Atas dasar kenyataan di atas penulis mencoba memberikan sumbangan pemikiran dalam usaha-usaha mencerdaskan bangsa lewat program pemerataan pendidikan yang tampaknya belum sepenuhnya berjalan baik saat ini. Usaha-usaha tersebut dapat coba dilakukan dengan mengoptimalkan peranan teknologi multimedia, teknologi yang bakal menjadi bintang dalam era mendatang.

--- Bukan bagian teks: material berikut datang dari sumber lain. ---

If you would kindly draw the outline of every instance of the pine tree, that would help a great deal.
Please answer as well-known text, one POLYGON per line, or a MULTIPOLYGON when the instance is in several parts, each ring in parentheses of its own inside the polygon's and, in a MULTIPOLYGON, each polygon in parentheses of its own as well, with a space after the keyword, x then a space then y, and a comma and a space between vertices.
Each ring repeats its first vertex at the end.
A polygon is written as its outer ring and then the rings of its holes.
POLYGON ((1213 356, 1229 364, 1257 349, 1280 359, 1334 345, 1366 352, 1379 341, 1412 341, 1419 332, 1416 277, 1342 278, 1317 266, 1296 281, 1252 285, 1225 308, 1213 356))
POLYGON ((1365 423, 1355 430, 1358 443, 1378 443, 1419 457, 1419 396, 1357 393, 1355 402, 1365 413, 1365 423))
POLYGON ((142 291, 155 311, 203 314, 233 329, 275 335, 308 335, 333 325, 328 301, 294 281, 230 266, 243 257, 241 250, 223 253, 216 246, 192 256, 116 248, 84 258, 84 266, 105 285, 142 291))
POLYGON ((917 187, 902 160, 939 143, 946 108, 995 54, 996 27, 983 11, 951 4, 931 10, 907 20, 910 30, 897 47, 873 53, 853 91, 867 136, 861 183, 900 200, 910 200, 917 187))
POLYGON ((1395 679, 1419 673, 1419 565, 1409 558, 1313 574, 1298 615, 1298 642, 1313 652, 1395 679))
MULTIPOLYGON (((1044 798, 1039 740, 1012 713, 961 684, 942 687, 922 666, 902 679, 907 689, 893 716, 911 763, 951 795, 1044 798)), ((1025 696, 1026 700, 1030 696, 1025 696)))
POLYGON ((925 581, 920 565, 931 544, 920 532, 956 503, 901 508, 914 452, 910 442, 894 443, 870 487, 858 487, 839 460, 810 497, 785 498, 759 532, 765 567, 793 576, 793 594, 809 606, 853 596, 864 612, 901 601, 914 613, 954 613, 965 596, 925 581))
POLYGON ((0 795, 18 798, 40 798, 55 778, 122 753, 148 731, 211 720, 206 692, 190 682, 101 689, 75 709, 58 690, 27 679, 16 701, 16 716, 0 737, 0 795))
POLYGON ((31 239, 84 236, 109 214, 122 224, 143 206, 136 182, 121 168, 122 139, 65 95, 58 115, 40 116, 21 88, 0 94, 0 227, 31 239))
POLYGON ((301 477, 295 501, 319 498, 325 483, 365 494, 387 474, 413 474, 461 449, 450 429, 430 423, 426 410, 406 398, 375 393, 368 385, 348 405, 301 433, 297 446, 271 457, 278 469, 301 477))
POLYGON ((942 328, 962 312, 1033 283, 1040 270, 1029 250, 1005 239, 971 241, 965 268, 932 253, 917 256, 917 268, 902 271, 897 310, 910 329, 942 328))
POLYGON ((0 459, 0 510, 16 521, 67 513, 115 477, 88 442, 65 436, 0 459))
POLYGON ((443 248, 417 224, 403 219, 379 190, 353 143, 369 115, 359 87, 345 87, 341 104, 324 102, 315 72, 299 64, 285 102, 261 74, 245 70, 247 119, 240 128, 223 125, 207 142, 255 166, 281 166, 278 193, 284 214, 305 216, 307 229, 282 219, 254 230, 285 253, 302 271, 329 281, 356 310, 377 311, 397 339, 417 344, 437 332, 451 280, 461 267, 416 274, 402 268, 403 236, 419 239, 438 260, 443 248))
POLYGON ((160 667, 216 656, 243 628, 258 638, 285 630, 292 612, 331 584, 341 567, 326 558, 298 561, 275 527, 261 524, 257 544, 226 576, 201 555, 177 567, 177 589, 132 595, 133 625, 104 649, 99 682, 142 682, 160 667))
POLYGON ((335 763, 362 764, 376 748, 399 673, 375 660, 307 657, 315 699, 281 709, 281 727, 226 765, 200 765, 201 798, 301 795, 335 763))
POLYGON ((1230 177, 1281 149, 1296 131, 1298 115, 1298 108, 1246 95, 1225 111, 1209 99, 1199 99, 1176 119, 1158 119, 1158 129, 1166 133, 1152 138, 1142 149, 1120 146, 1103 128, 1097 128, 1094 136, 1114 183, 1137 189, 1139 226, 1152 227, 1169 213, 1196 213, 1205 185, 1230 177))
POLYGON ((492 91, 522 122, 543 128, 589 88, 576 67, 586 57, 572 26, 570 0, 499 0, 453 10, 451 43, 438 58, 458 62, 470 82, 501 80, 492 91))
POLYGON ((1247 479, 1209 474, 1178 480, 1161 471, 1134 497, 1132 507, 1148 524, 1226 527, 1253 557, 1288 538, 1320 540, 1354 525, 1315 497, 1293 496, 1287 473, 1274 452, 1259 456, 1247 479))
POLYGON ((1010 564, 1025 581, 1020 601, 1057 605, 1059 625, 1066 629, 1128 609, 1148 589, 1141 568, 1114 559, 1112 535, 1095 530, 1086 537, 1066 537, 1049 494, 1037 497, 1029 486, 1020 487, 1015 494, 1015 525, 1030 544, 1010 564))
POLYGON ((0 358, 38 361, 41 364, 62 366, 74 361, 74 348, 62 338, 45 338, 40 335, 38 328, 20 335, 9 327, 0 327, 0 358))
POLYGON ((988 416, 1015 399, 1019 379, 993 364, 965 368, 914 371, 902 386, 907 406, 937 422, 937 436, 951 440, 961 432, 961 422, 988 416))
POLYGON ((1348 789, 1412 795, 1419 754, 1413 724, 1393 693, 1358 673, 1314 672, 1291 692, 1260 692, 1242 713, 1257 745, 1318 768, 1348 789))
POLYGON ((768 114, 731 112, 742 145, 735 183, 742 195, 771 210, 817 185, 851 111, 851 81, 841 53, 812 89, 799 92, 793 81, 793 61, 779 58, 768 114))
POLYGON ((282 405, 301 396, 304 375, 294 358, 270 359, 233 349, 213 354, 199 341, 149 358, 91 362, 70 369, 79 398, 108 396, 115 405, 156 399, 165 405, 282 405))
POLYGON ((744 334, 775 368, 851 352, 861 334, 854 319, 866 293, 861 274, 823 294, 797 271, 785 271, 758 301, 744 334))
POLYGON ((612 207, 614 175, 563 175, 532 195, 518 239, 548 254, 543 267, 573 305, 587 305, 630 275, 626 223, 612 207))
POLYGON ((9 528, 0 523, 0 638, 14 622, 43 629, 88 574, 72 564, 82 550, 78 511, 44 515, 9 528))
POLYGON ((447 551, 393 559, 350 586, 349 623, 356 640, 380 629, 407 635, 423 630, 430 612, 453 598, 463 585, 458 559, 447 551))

Kelompok ke dua adalah masyarakat didik heterogen yang karena alasan-alasan ekonomi maupun hambatan geografis tidak atau belum dapat mengakses sumber-sumber informasi pendidikan. Kelompok ini berada tersebar di seluruh wilayah Indonesia dan merupakan kelompok terbesar dalam segi kuantitas yang belum tersentuh pendidikan. Salah satu sub-kelompok ini adalah para siswa sekolah di wilayah-wilayah terpencil yang memperoleh informasi pendidikan hanya dari guru dan buku-buku pelajaran usang. Mereka dan guru-guru mereka berhak memperoleh fasilitas dan peningkatan kemampuan dalam proses belajar mengajar dalam bentuk bahan-bahan pelajaran maupun metode-metode pengajaran yang mutakhir, seperti yang selama ini telah dinikmati oleh sejawat mereka di perkotaan. Tanpa upaya-upaya perbaikan dalam distribusi informasi pendidikan, mustahil kesejajaran dan pemerataan pendidikan yang selama ini diidam-idamkan dapat terwujud.

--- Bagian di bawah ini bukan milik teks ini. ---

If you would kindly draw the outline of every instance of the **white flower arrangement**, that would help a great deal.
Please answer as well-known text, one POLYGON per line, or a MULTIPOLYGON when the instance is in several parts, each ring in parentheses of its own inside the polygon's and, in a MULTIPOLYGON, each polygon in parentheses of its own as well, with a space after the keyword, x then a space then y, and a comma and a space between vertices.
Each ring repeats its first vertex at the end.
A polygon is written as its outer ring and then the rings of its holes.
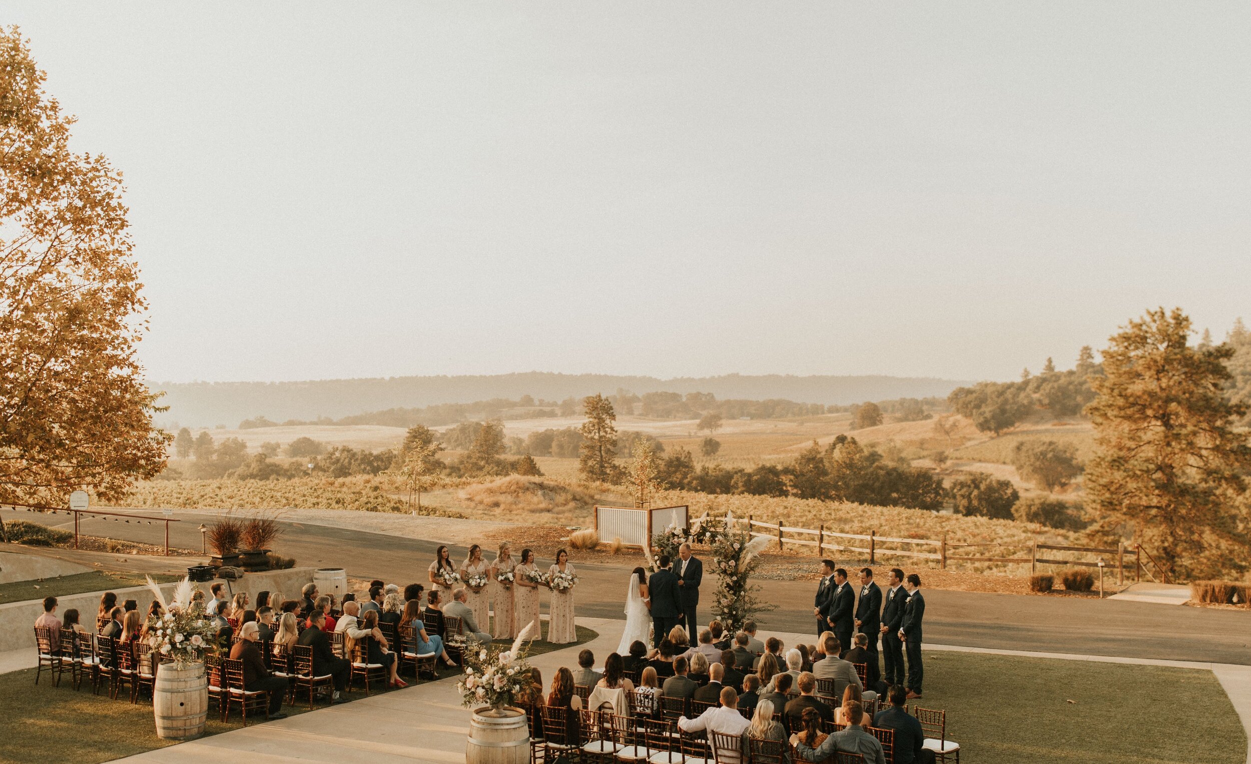
POLYGON ((552 574, 550 579, 548 579, 548 585, 552 587, 552 591, 569 591, 577 582, 577 575, 559 570, 552 574))
POLYGON ((213 649, 214 626, 204 615, 204 604, 191 601, 190 579, 184 577, 175 587, 174 601, 169 605, 150 576, 148 587, 165 611, 148 617, 148 644, 179 669, 203 661, 205 653, 213 649))
POLYGON ((530 665, 525 661, 525 643, 538 632, 538 622, 532 621, 513 641, 512 648, 487 648, 465 655, 465 669, 457 681, 462 705, 489 705, 499 709, 512 705, 513 699, 529 680, 530 665))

Kelompok lain di luar kedua kelompok di atas adalah para siswa, pengajar dan segenap sivitas akademika dari tingkat sekolah dasar hingga perguruan tinggi yang berdomisili di perkotaan. Kelompok ini telah memiliki kesempatan akses yang luas ke pusat-pusat informasi. Karena itu ttik perhatian pada kelompok ini harus lebih ditekankan pada variasi pengajaran yang dapat lebih merangsang dan menumbuhkan minat belajar secara mandiri. Keinginan untuk selalu memperbaiki diri yang tumbuh atas kemauan sendiri adalah faktor kunci keberhasilan metode ini.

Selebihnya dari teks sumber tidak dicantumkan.